Physical Host BIOS Settings
 
On most servers,  these BIOS Settings can improve the overall performance of the host:
 
·     Turn on Hyper-threading in BIOs
 
·     Confirm that the BIOS is set to enable all populated sockets for all cores
 
·     Enable “Turbo Mode” for processors that support it
 
·     Confirm that hardware-assisted virtualization features are enabled in the BIOS
 
·     Disable any other power-saving mode in the BIOS
 
·     Disable any unneeded devices from the BIOS, such as serial and USB ports
 
·     In order to allow ESXi to control CPU power-saving features, set power management in the BIOS to “OS Controlled Mode” or equivalent.
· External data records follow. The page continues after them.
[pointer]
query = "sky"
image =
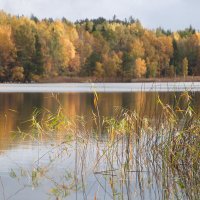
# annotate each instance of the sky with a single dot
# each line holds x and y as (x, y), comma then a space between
(168, 14)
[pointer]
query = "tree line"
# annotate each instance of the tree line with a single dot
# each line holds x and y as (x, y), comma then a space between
(31, 49)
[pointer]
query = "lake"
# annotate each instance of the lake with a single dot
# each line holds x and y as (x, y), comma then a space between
(61, 141)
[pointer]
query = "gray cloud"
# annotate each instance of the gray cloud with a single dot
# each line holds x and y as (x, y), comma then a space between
(170, 14)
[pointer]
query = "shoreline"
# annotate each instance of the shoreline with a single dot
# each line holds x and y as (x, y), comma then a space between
(63, 79)
(100, 87)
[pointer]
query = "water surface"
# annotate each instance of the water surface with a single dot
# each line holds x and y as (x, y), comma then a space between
(83, 168)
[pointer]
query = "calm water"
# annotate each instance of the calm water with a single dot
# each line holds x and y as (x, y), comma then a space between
(50, 169)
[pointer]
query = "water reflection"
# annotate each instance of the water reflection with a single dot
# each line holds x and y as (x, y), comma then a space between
(84, 166)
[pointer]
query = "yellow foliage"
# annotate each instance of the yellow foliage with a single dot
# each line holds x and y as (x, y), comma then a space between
(140, 68)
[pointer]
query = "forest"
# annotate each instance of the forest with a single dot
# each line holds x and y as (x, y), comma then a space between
(32, 49)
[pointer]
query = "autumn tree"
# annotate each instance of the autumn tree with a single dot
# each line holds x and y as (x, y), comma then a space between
(7, 51)
(185, 67)
(139, 68)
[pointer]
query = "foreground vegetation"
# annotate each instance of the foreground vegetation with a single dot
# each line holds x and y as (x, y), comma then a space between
(135, 156)
(31, 49)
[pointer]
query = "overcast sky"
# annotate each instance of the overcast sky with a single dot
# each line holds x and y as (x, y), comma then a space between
(170, 14)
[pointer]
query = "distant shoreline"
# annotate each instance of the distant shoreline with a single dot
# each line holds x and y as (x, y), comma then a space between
(100, 87)
(63, 79)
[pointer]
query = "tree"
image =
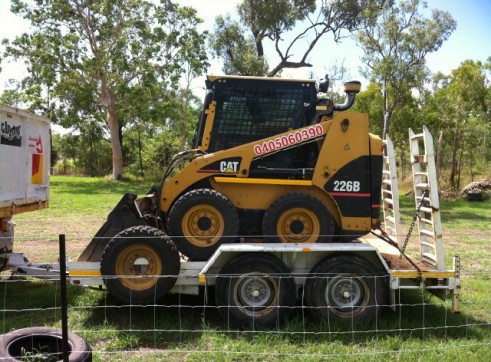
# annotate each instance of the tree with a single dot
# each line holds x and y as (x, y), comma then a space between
(88, 52)
(241, 43)
(459, 107)
(395, 47)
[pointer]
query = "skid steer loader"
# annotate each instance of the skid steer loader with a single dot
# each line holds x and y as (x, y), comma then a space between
(270, 162)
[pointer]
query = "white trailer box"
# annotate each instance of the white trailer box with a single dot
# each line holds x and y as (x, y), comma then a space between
(24, 167)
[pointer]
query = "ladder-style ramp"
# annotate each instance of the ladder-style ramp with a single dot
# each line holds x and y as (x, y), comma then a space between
(390, 195)
(426, 197)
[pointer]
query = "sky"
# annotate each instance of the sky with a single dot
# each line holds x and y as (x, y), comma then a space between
(471, 40)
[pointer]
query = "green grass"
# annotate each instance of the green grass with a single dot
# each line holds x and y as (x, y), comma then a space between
(422, 329)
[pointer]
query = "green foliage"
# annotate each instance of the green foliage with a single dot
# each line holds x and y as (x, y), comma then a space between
(395, 46)
(183, 327)
(84, 57)
(240, 43)
(458, 111)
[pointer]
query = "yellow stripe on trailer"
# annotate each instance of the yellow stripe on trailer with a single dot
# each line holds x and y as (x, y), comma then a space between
(84, 273)
(423, 274)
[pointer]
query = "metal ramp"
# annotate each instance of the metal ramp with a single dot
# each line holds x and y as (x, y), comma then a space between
(426, 196)
(390, 195)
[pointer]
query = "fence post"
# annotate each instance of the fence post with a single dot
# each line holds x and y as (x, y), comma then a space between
(64, 307)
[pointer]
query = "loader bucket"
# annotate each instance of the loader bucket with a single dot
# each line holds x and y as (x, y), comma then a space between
(124, 215)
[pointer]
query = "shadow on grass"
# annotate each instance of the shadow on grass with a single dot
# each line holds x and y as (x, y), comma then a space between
(89, 186)
(179, 321)
(183, 320)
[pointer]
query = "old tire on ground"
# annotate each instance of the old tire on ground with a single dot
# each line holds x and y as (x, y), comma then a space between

Even if you don’t intend to use these power-saving features, ESXi  provides a convenient way to manage them.
 
·     C-states deeper than C1/C1E (i.e., C3, C6) allow further power savings, though with an increased chance of performance impacts. We recommend, however, that you enable all C-states in BIOS, then use ESXi host  power management to control their use.
 
 
NUMA Settings
 
NUMA systems are advanced server platforms with more than one system bus. They can harness large numbers of processors in a single system image with superior price to performance ratios. The high latency of accessing remote memory in NUMA (Non-Uniform Memory Access) architecture servers can add a non-trivial amount of latency to application performance.
 
For best performance of  latency-sensitive applications in guest OSes, all vCPUs should be scheduled on the same  NUMA node and all VM memory should fit and be allocated out of the local physical memory attached to that NUMA node.
 
Processor affinity for vCPUs to be scheduled on specific NUMA nodes, as well as memory affinity for all VM memory to be allocated from those NUMA nodes, can be set using the vSphere Client under VM Settings – Options tab – Advanced General – Configuration Parameters and adding entries for “numa.nodeAffinity=0, 1, …,” where 0, 1, etc. are the processor socket numbers.